Najara sentia compaixão, queria abraçá-la e beijá-la. Uma lágrima escorreu, farta e pesada, involuntariamente.

–  Pare de choramingar e venha até mim, querida. – Alti a abraçou e falou baixo em seu ouvido com tom de acalanto:  – Não há luz mais… mas teremos uma a outra.

– Podemos ser o equilíbrio! Eu já converti pessoas assim como já enviei outras à Luz pelo uso da força. – Najara queria olhar no fundo dos olhos de Alti novamente, onde encontrava conforto.

– É aí que você se engana! Você nunca enviou ninguém para Luz alguma realmente, apenas se utilizou desse argumento charlatão para saciar seu desejo de agressividade e morte. Eu posso te dar isso agora sem falsos moralismos, só conceda-me um favor. E eu sei que vai, porque tudo o fomos capaz de experimentar juntas é o que completa tudo o que você pode compreender como saciar desejo.

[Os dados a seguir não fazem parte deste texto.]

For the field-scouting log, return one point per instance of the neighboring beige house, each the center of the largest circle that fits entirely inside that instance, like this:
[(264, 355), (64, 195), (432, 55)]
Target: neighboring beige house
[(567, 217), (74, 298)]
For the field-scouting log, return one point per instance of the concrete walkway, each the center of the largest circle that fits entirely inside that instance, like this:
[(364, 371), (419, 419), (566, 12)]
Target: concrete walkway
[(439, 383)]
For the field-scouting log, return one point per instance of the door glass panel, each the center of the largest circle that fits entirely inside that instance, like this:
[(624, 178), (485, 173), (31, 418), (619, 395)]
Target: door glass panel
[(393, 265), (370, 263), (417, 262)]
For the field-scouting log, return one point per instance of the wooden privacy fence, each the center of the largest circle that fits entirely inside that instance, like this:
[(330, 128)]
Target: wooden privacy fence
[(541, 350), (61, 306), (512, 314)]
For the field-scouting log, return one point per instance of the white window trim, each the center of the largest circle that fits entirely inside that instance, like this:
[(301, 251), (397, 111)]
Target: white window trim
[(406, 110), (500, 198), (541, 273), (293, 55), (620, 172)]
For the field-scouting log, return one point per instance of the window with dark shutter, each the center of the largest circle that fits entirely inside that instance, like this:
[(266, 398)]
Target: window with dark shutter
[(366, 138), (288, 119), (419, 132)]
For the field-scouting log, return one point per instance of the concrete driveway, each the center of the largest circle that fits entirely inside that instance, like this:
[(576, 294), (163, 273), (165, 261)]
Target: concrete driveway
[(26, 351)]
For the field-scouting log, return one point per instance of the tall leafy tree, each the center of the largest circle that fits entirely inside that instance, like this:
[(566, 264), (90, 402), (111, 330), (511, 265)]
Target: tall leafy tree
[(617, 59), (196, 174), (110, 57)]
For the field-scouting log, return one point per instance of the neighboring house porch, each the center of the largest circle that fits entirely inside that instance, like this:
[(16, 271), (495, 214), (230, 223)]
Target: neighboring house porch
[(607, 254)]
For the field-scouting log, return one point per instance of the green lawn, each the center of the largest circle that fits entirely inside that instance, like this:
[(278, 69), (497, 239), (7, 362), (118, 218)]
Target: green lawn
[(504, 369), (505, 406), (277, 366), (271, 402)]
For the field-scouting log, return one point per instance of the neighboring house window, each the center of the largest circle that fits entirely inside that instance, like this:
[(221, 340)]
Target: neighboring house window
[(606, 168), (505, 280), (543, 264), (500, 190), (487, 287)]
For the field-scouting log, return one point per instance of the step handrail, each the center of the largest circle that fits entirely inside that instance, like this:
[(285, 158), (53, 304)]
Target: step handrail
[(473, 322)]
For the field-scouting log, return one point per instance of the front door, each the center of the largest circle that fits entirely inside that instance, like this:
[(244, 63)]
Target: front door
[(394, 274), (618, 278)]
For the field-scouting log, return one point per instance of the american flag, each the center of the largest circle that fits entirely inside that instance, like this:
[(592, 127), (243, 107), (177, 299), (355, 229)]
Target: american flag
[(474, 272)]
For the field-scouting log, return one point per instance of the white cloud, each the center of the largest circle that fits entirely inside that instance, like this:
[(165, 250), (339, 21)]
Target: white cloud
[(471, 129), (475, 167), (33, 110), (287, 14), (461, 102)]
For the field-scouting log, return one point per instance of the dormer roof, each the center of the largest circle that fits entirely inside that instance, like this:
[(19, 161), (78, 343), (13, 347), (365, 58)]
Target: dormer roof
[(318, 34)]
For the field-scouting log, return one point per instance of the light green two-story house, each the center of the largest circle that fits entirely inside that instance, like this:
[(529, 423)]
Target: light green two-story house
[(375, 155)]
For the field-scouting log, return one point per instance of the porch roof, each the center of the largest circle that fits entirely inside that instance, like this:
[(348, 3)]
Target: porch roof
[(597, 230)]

A xamaneza queria a loira, Najara tinha um grande e utilíssimo  poder e no fundo sede de sangue, isso demandaria desenvolvimento mas uma aliança estaria sendo construída mais espontaneamente que o previsto. Najara poderia sentir-se frustrada consigo mesma de início ao assimilar que vivia uma trajetória trabalhando por uma força diferente do que queria ter seguido, oposta ao que sua crença supostamente deveria ser. Todavia a oferta de Alti seria o desfecho coerente para sua história.